As if on cue, a clickity-clack of chatter rattles from the reeds 80 yards deeper into the marsh. Dinkins laughs and smacks the leaning post. “Hear him?” he asks, as excited as if he’d never heard a mud hen in his entire life. “Ol’ rail bird is nervous now. Knows we’re here and can’t figure out whether to run or hide. Let’s give that poor fellow a hand, help him make up his mind.”

And for the next 90 minutes, we lend our services to a dozen marsh hens in similar states of indecision as we push through a high ridge of marsh where the birds have gathered. A flight of rails seems to have settled in overnight, and they hang tight in the reeds, exhausted from their midnight ride from points north. They hunker down as the johnboat parts the marsh, Dinkins huffing on the push pole. Half the time they break from cover after we’ve already pushed past, like a big-woods buck sneaking across a hunter’s backtrail. “Mark! Mark!” ­Dinkins hollers out as marsh hens bolt left and right and far behind.

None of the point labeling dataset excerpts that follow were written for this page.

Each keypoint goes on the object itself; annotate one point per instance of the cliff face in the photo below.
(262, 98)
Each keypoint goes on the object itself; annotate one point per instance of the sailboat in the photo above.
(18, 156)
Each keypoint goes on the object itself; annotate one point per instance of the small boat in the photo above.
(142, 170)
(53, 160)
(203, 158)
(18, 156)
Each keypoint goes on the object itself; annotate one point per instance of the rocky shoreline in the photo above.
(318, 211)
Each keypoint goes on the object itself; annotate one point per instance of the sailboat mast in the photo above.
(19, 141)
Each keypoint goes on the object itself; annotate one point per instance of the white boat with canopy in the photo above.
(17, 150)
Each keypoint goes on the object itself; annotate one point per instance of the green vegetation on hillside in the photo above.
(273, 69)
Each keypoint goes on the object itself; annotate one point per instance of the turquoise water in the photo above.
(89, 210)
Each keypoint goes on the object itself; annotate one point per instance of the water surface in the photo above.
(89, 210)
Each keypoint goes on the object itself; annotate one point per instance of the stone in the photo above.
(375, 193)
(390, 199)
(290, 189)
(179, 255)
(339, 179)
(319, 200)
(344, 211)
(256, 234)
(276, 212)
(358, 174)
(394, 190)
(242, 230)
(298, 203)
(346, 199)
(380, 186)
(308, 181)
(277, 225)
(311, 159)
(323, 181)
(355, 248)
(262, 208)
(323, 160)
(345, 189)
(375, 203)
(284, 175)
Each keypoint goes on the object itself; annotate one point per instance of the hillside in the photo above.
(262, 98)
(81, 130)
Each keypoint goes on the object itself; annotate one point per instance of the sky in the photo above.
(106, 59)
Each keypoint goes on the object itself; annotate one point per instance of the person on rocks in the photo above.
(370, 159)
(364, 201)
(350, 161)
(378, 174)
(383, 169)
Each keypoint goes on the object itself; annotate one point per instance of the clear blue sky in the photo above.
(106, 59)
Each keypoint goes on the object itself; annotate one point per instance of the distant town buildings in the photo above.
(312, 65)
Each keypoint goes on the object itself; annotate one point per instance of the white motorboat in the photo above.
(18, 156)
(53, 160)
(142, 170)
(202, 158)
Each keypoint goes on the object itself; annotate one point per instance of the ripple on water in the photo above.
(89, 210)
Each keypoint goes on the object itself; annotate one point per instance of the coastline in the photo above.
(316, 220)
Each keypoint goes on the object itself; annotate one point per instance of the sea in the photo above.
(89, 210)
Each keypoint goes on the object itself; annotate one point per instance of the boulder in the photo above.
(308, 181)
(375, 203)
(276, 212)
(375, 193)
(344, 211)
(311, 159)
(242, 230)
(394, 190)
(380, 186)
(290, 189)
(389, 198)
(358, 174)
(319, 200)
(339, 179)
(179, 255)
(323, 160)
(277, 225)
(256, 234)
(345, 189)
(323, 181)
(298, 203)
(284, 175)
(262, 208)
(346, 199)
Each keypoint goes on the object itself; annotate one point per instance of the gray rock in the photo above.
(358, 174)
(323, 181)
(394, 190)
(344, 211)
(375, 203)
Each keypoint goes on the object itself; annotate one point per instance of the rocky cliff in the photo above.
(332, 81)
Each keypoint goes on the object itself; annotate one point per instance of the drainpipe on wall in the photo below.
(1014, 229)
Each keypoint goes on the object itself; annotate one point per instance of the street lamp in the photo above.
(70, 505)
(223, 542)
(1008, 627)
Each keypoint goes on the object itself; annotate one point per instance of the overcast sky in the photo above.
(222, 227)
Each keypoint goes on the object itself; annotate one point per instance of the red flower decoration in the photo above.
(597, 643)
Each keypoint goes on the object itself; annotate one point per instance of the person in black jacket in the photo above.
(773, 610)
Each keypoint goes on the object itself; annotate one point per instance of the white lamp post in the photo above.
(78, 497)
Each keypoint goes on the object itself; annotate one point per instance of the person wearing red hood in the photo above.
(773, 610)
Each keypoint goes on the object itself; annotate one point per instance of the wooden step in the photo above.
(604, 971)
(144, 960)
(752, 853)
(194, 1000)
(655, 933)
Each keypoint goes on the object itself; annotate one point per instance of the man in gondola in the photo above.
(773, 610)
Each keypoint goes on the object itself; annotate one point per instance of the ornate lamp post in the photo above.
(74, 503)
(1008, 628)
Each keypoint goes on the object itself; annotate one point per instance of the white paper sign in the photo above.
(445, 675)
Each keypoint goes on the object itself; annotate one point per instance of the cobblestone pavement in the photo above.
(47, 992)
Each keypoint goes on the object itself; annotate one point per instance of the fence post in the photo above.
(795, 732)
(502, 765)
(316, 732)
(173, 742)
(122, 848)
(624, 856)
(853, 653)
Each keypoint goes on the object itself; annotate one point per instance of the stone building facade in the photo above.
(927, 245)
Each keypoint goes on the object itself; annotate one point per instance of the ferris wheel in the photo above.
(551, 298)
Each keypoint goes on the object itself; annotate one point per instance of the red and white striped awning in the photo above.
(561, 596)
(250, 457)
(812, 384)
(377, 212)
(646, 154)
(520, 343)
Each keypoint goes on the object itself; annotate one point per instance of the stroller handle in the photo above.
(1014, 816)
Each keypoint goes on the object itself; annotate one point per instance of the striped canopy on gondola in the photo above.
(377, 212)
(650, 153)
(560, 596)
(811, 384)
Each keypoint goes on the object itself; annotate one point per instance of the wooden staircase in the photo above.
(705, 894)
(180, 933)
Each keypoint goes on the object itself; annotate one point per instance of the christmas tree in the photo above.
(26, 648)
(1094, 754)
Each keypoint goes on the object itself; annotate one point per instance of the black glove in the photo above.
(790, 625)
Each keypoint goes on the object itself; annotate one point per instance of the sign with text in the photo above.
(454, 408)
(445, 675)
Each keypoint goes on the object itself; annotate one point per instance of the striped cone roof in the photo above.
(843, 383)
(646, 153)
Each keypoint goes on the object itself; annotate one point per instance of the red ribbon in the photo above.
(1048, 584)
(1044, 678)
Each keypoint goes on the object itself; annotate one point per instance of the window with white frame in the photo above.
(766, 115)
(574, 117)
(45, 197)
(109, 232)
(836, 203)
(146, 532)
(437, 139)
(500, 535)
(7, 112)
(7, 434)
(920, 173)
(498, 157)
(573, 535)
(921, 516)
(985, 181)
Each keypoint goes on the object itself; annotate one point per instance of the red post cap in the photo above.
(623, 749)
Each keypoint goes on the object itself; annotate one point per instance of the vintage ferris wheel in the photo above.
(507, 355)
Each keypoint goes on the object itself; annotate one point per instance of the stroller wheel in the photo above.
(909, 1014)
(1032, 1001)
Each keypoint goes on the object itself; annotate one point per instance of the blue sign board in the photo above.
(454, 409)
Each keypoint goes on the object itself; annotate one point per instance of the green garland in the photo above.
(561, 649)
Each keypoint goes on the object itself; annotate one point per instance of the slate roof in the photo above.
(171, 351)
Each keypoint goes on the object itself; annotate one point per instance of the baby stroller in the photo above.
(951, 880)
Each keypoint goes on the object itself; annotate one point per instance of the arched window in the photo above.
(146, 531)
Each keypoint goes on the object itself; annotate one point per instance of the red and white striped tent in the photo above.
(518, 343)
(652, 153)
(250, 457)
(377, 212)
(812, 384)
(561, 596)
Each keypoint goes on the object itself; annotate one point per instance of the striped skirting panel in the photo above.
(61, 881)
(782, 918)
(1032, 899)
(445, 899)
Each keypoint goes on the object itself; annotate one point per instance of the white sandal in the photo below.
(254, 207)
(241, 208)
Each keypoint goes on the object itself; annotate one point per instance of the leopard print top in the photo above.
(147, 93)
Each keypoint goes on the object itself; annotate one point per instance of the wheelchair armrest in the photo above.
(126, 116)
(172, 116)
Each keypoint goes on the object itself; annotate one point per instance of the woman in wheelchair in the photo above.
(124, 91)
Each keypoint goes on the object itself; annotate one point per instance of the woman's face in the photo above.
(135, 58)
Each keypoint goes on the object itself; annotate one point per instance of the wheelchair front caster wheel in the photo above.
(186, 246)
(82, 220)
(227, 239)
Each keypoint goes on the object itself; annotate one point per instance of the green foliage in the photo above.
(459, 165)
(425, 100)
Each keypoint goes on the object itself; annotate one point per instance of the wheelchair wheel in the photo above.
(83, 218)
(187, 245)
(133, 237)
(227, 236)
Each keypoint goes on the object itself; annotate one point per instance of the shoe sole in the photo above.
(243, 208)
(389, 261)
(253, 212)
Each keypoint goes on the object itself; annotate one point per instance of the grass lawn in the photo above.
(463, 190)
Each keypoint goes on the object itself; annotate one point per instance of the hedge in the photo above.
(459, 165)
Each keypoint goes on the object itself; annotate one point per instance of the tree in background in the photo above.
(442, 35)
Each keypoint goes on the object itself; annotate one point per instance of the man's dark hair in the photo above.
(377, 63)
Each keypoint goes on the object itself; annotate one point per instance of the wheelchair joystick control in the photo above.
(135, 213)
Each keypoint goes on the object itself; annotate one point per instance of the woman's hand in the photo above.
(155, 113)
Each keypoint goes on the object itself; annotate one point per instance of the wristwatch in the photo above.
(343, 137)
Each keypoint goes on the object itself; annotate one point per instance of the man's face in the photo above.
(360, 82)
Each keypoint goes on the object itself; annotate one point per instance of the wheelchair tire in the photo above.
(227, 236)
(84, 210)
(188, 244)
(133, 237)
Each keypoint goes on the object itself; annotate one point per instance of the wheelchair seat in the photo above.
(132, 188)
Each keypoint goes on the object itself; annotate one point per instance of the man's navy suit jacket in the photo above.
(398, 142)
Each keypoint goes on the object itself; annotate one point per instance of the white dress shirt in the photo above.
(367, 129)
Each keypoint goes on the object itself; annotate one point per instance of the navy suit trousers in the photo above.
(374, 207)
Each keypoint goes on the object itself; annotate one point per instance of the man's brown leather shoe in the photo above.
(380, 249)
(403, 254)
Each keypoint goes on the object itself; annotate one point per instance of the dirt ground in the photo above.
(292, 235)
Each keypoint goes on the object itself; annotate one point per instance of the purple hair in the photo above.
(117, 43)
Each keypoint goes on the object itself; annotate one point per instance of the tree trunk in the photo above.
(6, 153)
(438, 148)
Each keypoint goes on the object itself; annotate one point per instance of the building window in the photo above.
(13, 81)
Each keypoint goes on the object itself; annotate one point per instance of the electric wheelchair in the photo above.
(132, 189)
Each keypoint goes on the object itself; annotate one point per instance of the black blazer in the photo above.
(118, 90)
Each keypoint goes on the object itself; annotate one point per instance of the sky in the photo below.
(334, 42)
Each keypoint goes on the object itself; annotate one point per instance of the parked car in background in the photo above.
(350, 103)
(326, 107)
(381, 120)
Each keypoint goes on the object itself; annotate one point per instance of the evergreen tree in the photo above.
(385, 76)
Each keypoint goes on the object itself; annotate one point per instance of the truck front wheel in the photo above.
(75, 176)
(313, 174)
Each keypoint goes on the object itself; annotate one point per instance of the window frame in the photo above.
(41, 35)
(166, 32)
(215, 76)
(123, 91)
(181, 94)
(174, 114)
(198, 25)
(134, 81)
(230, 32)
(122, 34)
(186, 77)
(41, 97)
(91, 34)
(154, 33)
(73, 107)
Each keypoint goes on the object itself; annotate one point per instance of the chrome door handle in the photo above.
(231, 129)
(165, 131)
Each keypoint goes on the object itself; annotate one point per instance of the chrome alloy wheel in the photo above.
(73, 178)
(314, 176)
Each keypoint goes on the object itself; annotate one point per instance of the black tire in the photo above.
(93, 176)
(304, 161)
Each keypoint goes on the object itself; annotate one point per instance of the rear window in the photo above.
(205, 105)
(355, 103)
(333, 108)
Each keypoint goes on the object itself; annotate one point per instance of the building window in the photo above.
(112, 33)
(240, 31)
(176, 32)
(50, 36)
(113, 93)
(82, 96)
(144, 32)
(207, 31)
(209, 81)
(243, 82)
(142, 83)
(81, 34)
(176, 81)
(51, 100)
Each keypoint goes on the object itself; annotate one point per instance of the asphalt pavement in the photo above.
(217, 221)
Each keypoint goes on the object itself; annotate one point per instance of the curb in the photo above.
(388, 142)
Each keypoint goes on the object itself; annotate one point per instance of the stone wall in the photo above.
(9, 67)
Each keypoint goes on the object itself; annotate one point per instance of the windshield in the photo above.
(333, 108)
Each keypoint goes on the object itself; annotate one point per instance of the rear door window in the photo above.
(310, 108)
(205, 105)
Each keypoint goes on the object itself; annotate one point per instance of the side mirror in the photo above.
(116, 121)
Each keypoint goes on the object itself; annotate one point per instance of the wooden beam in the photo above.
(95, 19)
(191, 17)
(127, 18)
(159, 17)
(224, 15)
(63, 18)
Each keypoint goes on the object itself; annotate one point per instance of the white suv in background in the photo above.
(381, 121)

It’s a wild hour and a half, but when the tide turns, Dinkins studies the water pouring into the creek channel. Time to get out while the getting is possible, he says. With the gun cased and two birds shy of a limit on ice, we turn away from the sun climbing high above the Atlantic. Dinkins stands in the johnboat with his hand on the motor tiller, camouflage shirt unbuttoned to the waist, and when he cuts the corner off a bend in the marsh creek, a pair of birds flush from the reeds, followed by a single hot on their muddy feet.

“Rail birds!” he shouts reflexively as he cuts the motor, and I jump to the bow deck. “Mark! Mark!” he hollers as if I didn’t already know that the salt marsh had turned to brown feathers. I rip the shotgun from its case as two more clapper rails clatter out of the marsh, and I shove a single shell into the chamber of the over/under, swing on the butt end of the closest bird, and pull the trigger on an empty 20-gauge tube. I burst out laughing. Mud hens might not be so tough to hit, but you can’t kill them with good intentions.

Casing the shotgun, I’m already doing a bit of thinking on my own. High tide in the Carolina marshes is a three-hour drive from home. I keep a johnboat in my backyard. I could lash a cooler to the bench seat for a makeshift poling platform and push with the pole I cut for canoeing after bullfrogs. I’m no “Joe Guide” Dinkins, and it’d be a little squirrelly, but there’s a good chance I could pull this off. Or I could just call Dinkins.

“You get back home,” I holler over the clamor of the mud motor. “Let’s take a look at your calendar. See when the full moon falls next October.”

Dinkins grins. He’s seen this before. It doesn’t take much more than a high tide or two, a sunrise over the salt marsh, and a dose of sporting history to turn a man around on rails.